Le refus de prendre en compte la notion d’écart culturel est du même ordre, que le refus du « seuil de tolérance ».
Cette notion d’écart culturel, que connaissent bien les ethnologues comme Lévi Strauss, relève pourtant de la pure évidence : il y a une plus grande différence de moeurs et de comportements entre la population de la France et celles du Mali ou du Sri-Lanka qu’entre la population de l’Ile-de-France et celle du Maine-et-Loire.

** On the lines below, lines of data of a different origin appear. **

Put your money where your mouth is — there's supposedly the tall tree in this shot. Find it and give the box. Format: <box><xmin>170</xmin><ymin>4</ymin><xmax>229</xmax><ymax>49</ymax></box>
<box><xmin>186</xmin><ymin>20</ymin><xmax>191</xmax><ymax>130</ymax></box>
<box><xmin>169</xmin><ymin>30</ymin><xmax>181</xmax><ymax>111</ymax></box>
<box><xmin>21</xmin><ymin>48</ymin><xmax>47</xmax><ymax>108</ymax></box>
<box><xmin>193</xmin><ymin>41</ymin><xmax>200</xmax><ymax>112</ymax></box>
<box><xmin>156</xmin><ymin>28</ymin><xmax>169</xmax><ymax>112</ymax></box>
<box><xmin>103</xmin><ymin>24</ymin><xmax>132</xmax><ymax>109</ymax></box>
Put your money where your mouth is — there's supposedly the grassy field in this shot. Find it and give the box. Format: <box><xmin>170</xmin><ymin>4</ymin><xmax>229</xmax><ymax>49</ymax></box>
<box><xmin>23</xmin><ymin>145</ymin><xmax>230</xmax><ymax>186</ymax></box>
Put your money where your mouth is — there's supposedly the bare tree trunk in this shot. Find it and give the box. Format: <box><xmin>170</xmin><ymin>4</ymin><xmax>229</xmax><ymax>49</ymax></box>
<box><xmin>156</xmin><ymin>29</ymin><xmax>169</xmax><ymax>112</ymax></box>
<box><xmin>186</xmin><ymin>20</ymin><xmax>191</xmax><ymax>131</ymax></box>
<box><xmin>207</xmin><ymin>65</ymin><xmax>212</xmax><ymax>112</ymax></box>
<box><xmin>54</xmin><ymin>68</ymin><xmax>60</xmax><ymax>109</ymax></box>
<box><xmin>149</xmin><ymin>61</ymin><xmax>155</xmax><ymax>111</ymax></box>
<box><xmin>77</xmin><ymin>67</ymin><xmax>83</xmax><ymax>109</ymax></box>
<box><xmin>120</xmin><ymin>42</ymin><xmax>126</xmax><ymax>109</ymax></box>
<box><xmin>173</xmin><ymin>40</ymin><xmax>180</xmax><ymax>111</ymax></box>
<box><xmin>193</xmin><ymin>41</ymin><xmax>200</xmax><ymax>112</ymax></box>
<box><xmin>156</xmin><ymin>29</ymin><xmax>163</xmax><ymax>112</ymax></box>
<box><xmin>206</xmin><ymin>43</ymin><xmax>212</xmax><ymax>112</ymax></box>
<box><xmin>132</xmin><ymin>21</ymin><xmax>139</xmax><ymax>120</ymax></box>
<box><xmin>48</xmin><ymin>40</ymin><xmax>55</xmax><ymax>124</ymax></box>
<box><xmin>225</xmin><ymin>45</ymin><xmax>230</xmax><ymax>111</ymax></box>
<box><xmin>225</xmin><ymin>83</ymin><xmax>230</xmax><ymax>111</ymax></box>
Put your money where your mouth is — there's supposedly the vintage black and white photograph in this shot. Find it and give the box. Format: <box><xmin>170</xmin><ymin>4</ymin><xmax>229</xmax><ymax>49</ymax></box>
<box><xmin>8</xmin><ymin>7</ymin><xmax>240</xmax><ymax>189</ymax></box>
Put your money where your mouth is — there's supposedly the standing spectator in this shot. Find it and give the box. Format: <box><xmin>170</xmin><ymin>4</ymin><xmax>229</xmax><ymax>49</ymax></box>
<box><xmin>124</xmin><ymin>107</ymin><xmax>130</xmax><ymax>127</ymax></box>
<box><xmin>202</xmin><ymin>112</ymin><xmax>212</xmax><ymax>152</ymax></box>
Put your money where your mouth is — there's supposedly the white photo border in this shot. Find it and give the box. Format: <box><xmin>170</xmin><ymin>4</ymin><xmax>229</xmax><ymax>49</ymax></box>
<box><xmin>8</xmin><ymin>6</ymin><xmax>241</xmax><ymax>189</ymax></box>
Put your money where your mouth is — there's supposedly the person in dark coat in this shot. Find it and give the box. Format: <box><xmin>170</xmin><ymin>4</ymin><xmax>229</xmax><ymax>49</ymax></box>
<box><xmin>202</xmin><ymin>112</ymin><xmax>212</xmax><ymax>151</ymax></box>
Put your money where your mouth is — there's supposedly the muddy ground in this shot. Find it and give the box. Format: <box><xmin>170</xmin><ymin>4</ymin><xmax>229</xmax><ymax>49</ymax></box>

Croire qu’il n’en résulte aucune conséquence pour ce qui est de l’intégration relève de l’angélisme.
Quant à ceux qui se disent « cosmopolites » et se réclament de l’idéal d’une terre unifiée, sans frontières, seulement peuplée de « citoyens du monde « , la question qui se pose est de savoir quelle place ils réservent dans cette perspective à leurs adversaires.
Se réclamant de l' »humanité »,ils ne peuvent en toute rigueur que les regarder comme non humains.